One simple prompt to confirm the full loop — run → respond → review → save → finalize.
Reviewing Lucia
Polished language is not enough. For each item, read the prompt, read Lucia's response, glance at any suggested selections — then decide what you believe. If the answer is “not sure,” mark that uncertainty instead of forcing confidence.
Use the review controls honestly: score the visible dimensions, answer Quick Review, add Human Guidance scores when useful, write a short note when context matters, and flag senior review when uncertain or concerned. Escalate when Lucia may have overclaimed, created risk, missed a sensitive human moment, or revealed a pattern worth turning into reusable learning.
Good feedback examples
Good notes say what happened and why it matters. One useful sentence beats a long explanation that hides the signal.
Intent miss: the user said they felt out of the loop, but Lucia gave a generic capability menu instead of narrowing the next step.
Names the failure, points to the prompt, explains the problem, and gives the team something to fix.
Strong pass: Lucia acknowledged the operator's stress, gave one clear first move, and avoided pretending the issue was already solved.
Use when the response should be repeated as a pattern.
Borderline: useful direction, but too much scanning.
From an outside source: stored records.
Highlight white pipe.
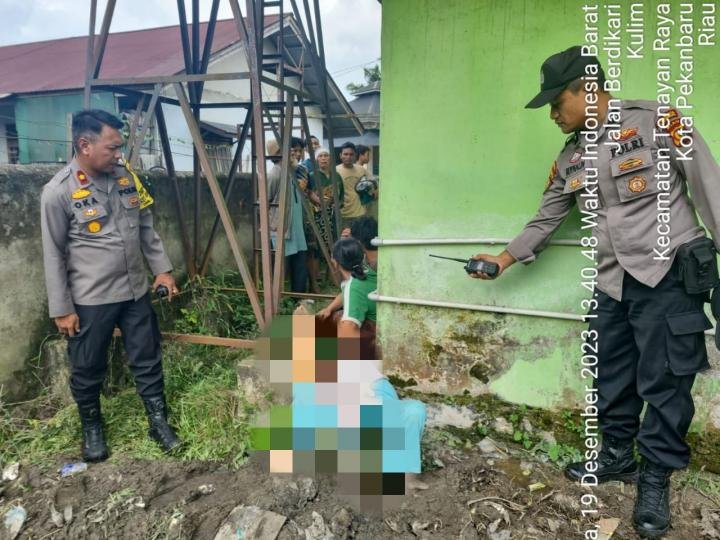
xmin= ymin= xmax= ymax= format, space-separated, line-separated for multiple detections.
xmin=368 ymin=292 xmax=715 ymax=336
xmin=370 ymin=238 xmax=580 ymax=246
xmin=368 ymin=292 xmax=585 ymax=322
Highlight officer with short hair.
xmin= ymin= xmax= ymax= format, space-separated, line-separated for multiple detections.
xmin=473 ymin=46 xmax=720 ymax=538
xmin=40 ymin=110 xmax=180 ymax=461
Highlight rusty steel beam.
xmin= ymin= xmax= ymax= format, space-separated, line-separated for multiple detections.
xmin=272 ymin=96 xmax=295 ymax=315
xmin=92 ymin=71 xmax=250 ymax=86
xmin=192 ymin=0 xmax=201 ymax=95
xmin=198 ymin=0 xmax=220 ymax=101
xmin=229 ymin=0 xmax=273 ymax=323
xmin=200 ymin=114 xmax=252 ymax=276
xmin=125 ymin=93 xmax=147 ymax=157
xmin=130 ymin=84 xmax=162 ymax=169
xmin=155 ymin=103 xmax=197 ymax=278
xmin=176 ymin=0 xmax=195 ymax=102
xmin=91 ymin=0 xmax=115 ymax=79
xmin=263 ymin=103 xmax=282 ymax=141
xmin=300 ymin=0 xmax=319 ymax=53
xmin=173 ymin=83 xmax=270 ymax=329
xmin=83 ymin=0 xmax=97 ymax=110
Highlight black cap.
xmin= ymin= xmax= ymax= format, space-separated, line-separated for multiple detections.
xmin=525 ymin=45 xmax=603 ymax=109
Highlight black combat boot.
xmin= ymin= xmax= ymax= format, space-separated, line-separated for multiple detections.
xmin=143 ymin=395 xmax=182 ymax=452
xmin=565 ymin=435 xmax=637 ymax=483
xmin=78 ymin=400 xmax=109 ymax=461
xmin=633 ymin=458 xmax=673 ymax=538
The first action should be earlier and more specific.
Use when the response has value but needs refinement.
Fail: Lucia sounded warm but did not answer the operational question. The user still wouldn't know what to do next.
Use when the response misses the job even if it sounds pleasant.
Needs senior review: possible overclaim. Lucia implies confirmation without evidence in the prompt or run context.
Use when the risk needs a more experienced reviewer.
One useful sentence is better than a long explanation that hides the signal.
Lead with the signal. Let the score and the note do one job each.
What not to do
First-assignment checklist
Reach an owner/admin when a route is blocked, you see an untrained surface, a run isn't yours, Lucia may overclaim, a prompt involves money, safety, or guest trust, or you're unsure whether to pass, fail, or escalate.
When you ask, include: the route you were on, the run/session ID, the prompt, what you expected, what happened, and whether you'd already saved or finalized.
Good evaluation signal depends on honest uncertainty.